00:21:19.700 There's just so much waste and so much going on, like you were talking before we started chatting about the long term contracts in order to pay attention to it.
00:21:28.560 So this is why we're trying to get the data out there.
00:21:31.020 Yeah.
00:21:31.440 Let's just touch on McKinsey really quick, because I have the I have my conspiracy theories and I think they're probably conspiracy facts.
00:21:39.120 I just have to wait a little bit about why the government hires these expensive outside contractors to do work, which normally could easily be done within a federal bureaucracy.
00:21:50.220 If they would, as you say, put their pants on and actually just go into the office, that would be helpful.
00:21:55.380 And I don't want to grow the size and scope of government.
00:21:57.920 That's the last.
00:21:58.360 Oh, they're already doing that on their own.
00:21:59.840 They don't need my help.
00:22:01.480 No, no.
00:22:02.020 I just want them to do their job.
00:22:03.700 But the government seems to be contracting with these outside consulting firms to do work that could be done within a ministry.
00:22:10.920 And I think they're doing it to obscure transparency and access to information, because I can't get my hands on those emails from McKinsey, who just got an 80 year contract.
00:22:21.780 But I can get my hands on bureaucrats emails.
00:22:25.180 So I think this is an extra layer of just obscuring whatever is happening, whatever the government is spending money on, what they have in store for the public by putting it in the hands of a third party.
00:22:37.160 And then, like you said, you can't find the information because it is not government.
00:22:41.780 So this leads us to, you know, the CTF, Canadian Taxpayers Federation.
00:22:45.180 We were started 30 years ago for low taxes, less waste and government accountability.
00:22:50.460 And this is the accountability pillar that's really missing here.
00:22:54.800 You're right.
00:22:56.220 So, number one, it sounds like it's costing a heck of a lot of money and way too much.
00:23:01.460 And number two, it doesn't sound like it's accountable either.
00:23:05.000 So it's no wonder it's getting so much press.

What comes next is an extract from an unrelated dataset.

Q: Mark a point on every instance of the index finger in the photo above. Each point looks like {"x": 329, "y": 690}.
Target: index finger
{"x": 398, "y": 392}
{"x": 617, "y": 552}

00:23:07.800 We're really glad that they're hammering on this.
00:23:10.480 And again, we always need to do the accountability check by asking ourselves, would we be freaking out if another government were doing this?
00:23:19.480 If another party were in power and they were doing the same thing, would we be freaking out?
00:23:23.920 The answer is yes.
00:23:25.600 Absolutely yes.
00:23:27.160 80-year contracts, like what is this, medieval England?
00:23:31.060 No.
00:23:31.840 Right.
00:23:32.020 No.
00:23:32.480 You know, is this a deal with the king just taking your like, no, this is not what we do.
00:23:36.540 Or at least you're not supposed to.
00:23:38.180 It actually reminded me of back years ago in Ontario.
00:23:42.760 It was provincial.
00:23:44.200 And this is how they totally screwed up their hydro system and made hydroelectric power unaffordable for normal people in Ontario.
00:23:51.980 Which should be unthinkable because the amount of hydroelectric power, even that something like Niagara Falls generates, is a ton of energy.
00:24:00.280 You should be able to harness that for very cheap.
00:24:02.460 But what they did is in many cases, they signed 20 and 30-year contracts with friendly outfits to provide solar and wind energy at a huge markup.
00:24:15.740 Like, I mean, gigantic markup.
00:24:17.720 For the sake of argument, say the average energy cost rate on the market was about two cents per kilowatt hour.
00:24:24.700 However, they were signing solar contracts for 20 years for 80 cents a kilowatt hour.
00:24:33.140 Guess who makes up the 78 cents?
00:24:35.360 The rate payer.
00:24:36.820 Wow.
00:24:37.460 Energy they're never using, Sheila.
00:24:39.140 Ever.
00:24:40.380 They're just handing it to them.
00:24:42.480 And they might as well have a big bag of money with like a symbol on it.
00:24:45.680 It's so, you know, ridiculous.
00:24:47.820 This reminds me of that, but it's worse.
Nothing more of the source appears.